What's the most important asset of the newly formed AOL Time Warner (AOL) ?
Probably you, dear reader.
That was the message that AOL Time Warner executives hammered home again and again on Wednesday morning, at the first half of a
daylong meeting that the company called to explain its vision of the future to Wall Street analysts and high-rolling investors.
If you're a subscriber to a Time Inc. magazine, a member of the America Online service, or a watcher of the HBO television channel, you're the key to the company's growth, executives said. You're people who, according to CEO Jerry Levin, make AOL Time Warner not just a media company, not just an Internet company, but a company in "a different zone."
And, investors appear to believe, a slightly more lucrative zone. AOL Time Warner's shares were up $1.40 at midday, trading at $55.71.
The Consumer Relationship
Nearly all of the executives who faced the Wall Street audience Wednesday said the same thing, though with a slightly different spin. "If I had to use one word for AOL Time Warner, it would be 'subscriptions,'" said Levin. The key asset, Chief Financial Officer Mike Kelly said, are the company's 130 million paying customers. "The basic building block of value in this company starts with the consumer relationship," said co-Chief Operating Officer Bob Pittman. "The highest value is people who ... pay you."
Now, the interesting part is what AOL Time Warner says it can do because of this. If you just think the company is in the business of selling advertising, you're thinking too small. Advertising comes out of companies' media budgets, says Pittman, and that would mean AOL Time Warner is fighting for pieces of a tiny media-buying pie. But AOL Time Warner can offer companies more than mere advertising as it seeks to move consumers from branded advertising to an actual sale.
For instance, it can deliver detailed information about the products consumers might want to buy, through properties such as AOL and Time Inc. magazines. And it can actually help execute the sale, through online commerce over AOL. So that means AOL Time Warner is going after trillions of dollars in spending, not the $125 billion Pittman says is in the media pie. "We've expanded the boundaries of that and gotten into budgets that are much bigger," he says.

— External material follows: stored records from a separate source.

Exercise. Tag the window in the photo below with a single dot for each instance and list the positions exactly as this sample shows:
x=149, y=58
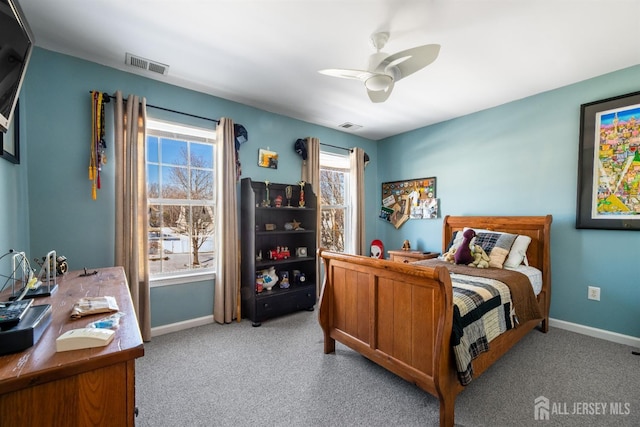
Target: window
x=181, y=199
x=334, y=202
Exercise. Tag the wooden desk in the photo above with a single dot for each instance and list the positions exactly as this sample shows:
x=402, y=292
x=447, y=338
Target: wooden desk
x=411, y=256
x=89, y=387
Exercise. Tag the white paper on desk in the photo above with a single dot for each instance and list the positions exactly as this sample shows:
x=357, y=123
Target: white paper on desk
x=93, y=305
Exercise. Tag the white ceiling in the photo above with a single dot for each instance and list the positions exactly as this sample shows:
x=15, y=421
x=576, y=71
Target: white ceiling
x=266, y=53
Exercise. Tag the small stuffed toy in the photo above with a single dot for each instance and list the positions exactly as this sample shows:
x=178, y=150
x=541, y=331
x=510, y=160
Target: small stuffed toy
x=480, y=257
x=463, y=253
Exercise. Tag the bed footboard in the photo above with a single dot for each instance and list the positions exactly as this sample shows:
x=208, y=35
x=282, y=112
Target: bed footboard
x=396, y=315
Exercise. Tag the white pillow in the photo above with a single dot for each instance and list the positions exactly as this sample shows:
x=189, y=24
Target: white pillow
x=518, y=252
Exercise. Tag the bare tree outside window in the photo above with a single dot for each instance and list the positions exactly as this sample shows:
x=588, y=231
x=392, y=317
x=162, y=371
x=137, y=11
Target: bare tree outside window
x=334, y=181
x=180, y=186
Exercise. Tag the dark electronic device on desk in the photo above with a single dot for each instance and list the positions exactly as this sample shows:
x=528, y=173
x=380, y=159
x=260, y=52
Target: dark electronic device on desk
x=12, y=312
x=21, y=323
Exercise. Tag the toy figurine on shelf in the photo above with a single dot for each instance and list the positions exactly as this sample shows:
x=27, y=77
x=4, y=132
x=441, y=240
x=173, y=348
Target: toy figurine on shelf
x=284, y=279
x=301, y=203
x=266, y=202
x=288, y=192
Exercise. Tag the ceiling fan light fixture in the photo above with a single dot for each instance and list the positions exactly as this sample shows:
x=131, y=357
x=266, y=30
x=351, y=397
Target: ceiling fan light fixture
x=378, y=82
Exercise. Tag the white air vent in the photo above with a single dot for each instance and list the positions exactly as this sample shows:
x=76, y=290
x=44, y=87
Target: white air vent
x=146, y=64
x=349, y=126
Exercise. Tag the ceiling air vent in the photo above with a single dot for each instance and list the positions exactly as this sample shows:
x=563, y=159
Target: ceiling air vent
x=349, y=126
x=146, y=64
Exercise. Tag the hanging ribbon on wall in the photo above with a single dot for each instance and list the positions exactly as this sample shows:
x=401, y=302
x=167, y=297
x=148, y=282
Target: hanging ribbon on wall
x=98, y=155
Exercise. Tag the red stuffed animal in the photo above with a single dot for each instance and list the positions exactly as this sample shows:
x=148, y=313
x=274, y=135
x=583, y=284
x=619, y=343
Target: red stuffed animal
x=463, y=254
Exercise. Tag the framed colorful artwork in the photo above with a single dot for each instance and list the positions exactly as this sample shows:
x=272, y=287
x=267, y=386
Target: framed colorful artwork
x=609, y=164
x=267, y=159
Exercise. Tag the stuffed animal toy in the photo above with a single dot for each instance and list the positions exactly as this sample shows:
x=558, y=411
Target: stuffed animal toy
x=463, y=253
x=480, y=257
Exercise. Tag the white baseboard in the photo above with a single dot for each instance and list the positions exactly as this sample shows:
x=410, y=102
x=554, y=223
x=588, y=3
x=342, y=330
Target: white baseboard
x=561, y=324
x=596, y=333
x=180, y=326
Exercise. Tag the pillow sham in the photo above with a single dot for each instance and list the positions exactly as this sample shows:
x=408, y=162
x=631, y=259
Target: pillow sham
x=496, y=245
x=518, y=252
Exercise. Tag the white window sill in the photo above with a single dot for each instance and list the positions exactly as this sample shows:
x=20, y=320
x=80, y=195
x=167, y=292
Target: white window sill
x=180, y=279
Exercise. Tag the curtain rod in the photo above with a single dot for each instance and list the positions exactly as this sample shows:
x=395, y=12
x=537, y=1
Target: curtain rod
x=169, y=110
x=335, y=146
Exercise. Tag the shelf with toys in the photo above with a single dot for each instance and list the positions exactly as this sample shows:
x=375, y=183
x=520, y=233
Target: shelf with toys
x=278, y=262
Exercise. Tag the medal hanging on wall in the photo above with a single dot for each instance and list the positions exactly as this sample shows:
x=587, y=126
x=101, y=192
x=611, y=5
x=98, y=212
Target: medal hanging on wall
x=98, y=145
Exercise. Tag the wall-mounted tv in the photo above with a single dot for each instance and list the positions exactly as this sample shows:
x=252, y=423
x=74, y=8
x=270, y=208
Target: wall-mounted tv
x=16, y=44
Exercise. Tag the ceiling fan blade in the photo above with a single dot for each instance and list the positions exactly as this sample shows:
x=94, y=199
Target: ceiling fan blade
x=407, y=62
x=361, y=75
x=377, y=96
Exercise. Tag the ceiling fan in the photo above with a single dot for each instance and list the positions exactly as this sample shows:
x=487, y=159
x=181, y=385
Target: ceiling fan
x=385, y=70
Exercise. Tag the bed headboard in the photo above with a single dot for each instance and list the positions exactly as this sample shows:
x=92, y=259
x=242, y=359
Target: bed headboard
x=536, y=227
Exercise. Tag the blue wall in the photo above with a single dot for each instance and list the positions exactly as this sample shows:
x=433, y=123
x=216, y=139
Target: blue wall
x=521, y=158
x=57, y=127
x=515, y=159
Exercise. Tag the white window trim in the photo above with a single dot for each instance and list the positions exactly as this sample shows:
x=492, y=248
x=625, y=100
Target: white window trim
x=342, y=163
x=170, y=279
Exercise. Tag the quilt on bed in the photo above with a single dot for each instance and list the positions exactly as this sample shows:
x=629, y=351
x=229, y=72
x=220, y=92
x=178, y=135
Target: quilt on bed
x=487, y=302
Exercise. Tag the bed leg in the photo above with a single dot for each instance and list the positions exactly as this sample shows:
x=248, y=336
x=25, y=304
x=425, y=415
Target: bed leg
x=329, y=344
x=544, y=326
x=447, y=412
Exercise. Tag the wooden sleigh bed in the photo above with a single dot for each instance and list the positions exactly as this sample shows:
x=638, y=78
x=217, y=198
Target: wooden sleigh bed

AOL Time Warner says its cash earnings per share growth will grow 25% to 30% in 2001, while its revenue growth over 2000 is expected to be in the 12% to 15% range. The fastest-growing revenues for the company are expected to be advertising and commerce, projected to grow 18% to 22% for the full year. Earnings before interest, taxes, depreciation and amortization are expected to be up 30%, and free cash flow -- $920 million in 2000 -- is expected to more than double in 2001 and grow at a 50% compound annual growth rate over the next several years. Levin acknowledged that the company faces a risk relative to executing on its grand plans, but he said he was comfortable AOL Time Warner could handle the risk. "You should stop haircutting the company for that," he told his audience.
The Vision Thing
To get a larger chunk of this spending requires a company with a unified vision, and executives let drop various anecdotes about ways they were trying to get different units to work together. In addition to regular meetings of CEOs from different divisions, there are meetings in which ad sales people (if you'll pardon the expression) from different divisions discuss how to coordinate their activities.
The change in AOL Time Warner's compensation plan, explained co-COO Dick Parsons, was designed to get people in various divisions working for the overall good of the company, not just the success of their particular division. Promotions on the AOL service over the last year have snared 750,000 new Time Inc. magazine subscriptions, up from the 500,000 reported in October. And AOL is also being used to sell cable TV subscriptions.
While the company, which said growth this year will be coming primarily from its AOL and cable operations, still expects to hit the 2001 financial goals it set last year -- revenue of $40 billion and earnings before interest, taxes, depreciation and amortization of $11 billion -- it cautioned that some of what it was talking about wouldn't happen overnight. For example, Parsons said the company's experiments with online music wouldn't translate into revenue for two or three years.
But the company insists it will get it all done. Chairman Steve Case, in the context of AOL Time Warner's assertion that it had enough resources to make $50 billion worth of acquisitions over the next three years, said one of the numbers he was tracking was when the company would get to a trillion-dollar market cap (it's around $235 billion now); the other was when it would get to $100 billion in annual revenue, from south of $40 billion in 2000. Another executive made a joke about the goal, but it appeared that Case was only half joking.